GSA Annual Meeting in Phoenix, Arizona, USA - 2019

Paper No. 109-25
Presentation Time: 9:00 AM-6:30 PM


MCGUIRE, Sean P. and BANIK, Tenley J., Illinois State University, Dept. of Geography, Geology, and the Environment, Normal, IL 61790-4400

Silicic magma petrogenesis in Iceland is enigmatic and the subject of ongoing study. The vast majority of magmatism—especially silicic magmatism—occurs along Iceland’s active rift zones. Snæfell is the northernmost volcano in the Öræfi Volcanic Belt (ÖVB), an off-rift area of Quaternary magmatic activity located ~70 km east of the Eastern Rift Zone. While the ÖVB is hypothesized to represent an incipient rift, evidence is lacking for a close relationship between volcanism and rifting at Snæfell.
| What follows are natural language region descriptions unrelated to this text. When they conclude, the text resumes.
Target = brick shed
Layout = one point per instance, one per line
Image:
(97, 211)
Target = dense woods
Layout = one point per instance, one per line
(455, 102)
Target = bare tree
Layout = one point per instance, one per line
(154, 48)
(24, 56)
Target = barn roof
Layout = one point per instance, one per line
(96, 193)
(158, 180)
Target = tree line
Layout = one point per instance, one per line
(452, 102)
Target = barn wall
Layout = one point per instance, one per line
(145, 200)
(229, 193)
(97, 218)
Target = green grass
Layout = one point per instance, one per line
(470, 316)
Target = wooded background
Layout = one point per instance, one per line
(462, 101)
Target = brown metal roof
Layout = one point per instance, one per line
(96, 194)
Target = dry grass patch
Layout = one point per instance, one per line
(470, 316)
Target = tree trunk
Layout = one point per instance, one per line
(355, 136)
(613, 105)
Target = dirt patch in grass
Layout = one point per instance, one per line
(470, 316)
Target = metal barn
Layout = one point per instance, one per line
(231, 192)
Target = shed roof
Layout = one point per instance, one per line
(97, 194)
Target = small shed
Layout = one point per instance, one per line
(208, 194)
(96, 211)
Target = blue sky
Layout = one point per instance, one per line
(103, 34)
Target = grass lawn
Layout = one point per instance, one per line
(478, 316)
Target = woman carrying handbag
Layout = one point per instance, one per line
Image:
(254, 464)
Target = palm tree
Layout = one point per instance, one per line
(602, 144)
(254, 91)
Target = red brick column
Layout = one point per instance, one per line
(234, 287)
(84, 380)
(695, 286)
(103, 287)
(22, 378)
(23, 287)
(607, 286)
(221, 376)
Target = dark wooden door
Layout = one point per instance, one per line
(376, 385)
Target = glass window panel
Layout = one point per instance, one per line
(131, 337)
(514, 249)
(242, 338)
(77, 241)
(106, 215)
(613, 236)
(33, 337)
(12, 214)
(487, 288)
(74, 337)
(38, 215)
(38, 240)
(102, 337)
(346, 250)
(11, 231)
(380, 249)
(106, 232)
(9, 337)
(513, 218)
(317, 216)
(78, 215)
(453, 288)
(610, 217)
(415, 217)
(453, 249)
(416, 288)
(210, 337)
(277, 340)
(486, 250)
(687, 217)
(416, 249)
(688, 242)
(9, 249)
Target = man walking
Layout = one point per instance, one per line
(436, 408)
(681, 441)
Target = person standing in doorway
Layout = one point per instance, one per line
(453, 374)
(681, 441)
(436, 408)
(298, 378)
Zircons obtained from several silicic units exposed at Snæfell provide insight into rhyolite residence times, pre-eruption growth histories, and potential eruption triggers that may illuminate petrogenesis in off-rift systems. Snæfell zircon crystals are invariably euhedral, and internal morphology is broadly consistent across samples. Roughly 10% of grains display penetration twinning and CL-bright, c-axis-parallel features commonly occur in all samples. Grains commonly exhibit faint oscillatory and sector zoning, and many zircons display clear internal boundaries that truncate existing zoning patterns. U-Pb ages indistinguishable from zircon interiors and unpolished rims and have weighted mean sample ages from ~271 to ~364 ka. Snæfell zircon Hf concentrations are generally low and range from ~7,000–12,000 ppm. Ti concentrations in zircon rims of several samples average ~5 ppm higher than in grain interiors. Low overall Ti (avg. ~5 ppm) suggests crystallization in the Snæfell system occurs at lower temperatures than is typical for Icelandic zircon, but that rims crystallize at slightly higher temperatures. Oxygen isotope ratios for Snæfell zircon (n=31) range from ~3.08‰ to ~4.36‰, which corresponds to whole rock values from those outcrops. These values suggest that a dominant proportion of relatively high-δ18O (i.e. close to mantle value) melts with minimal contribution from low-δ18O recycled crust is required to produce Snæfell silicic magmas. Textural and compositional data hint at protracted cooling histories prior to a final rapid and hot crystallization event. Two mechanisms of formation, (1) fractional crystallization from a mantle-derived, little-altered melt and (2) partial melting of an older crust, will be discussed to provide a more nuanced view into silicic magma genesis during incipient rifting.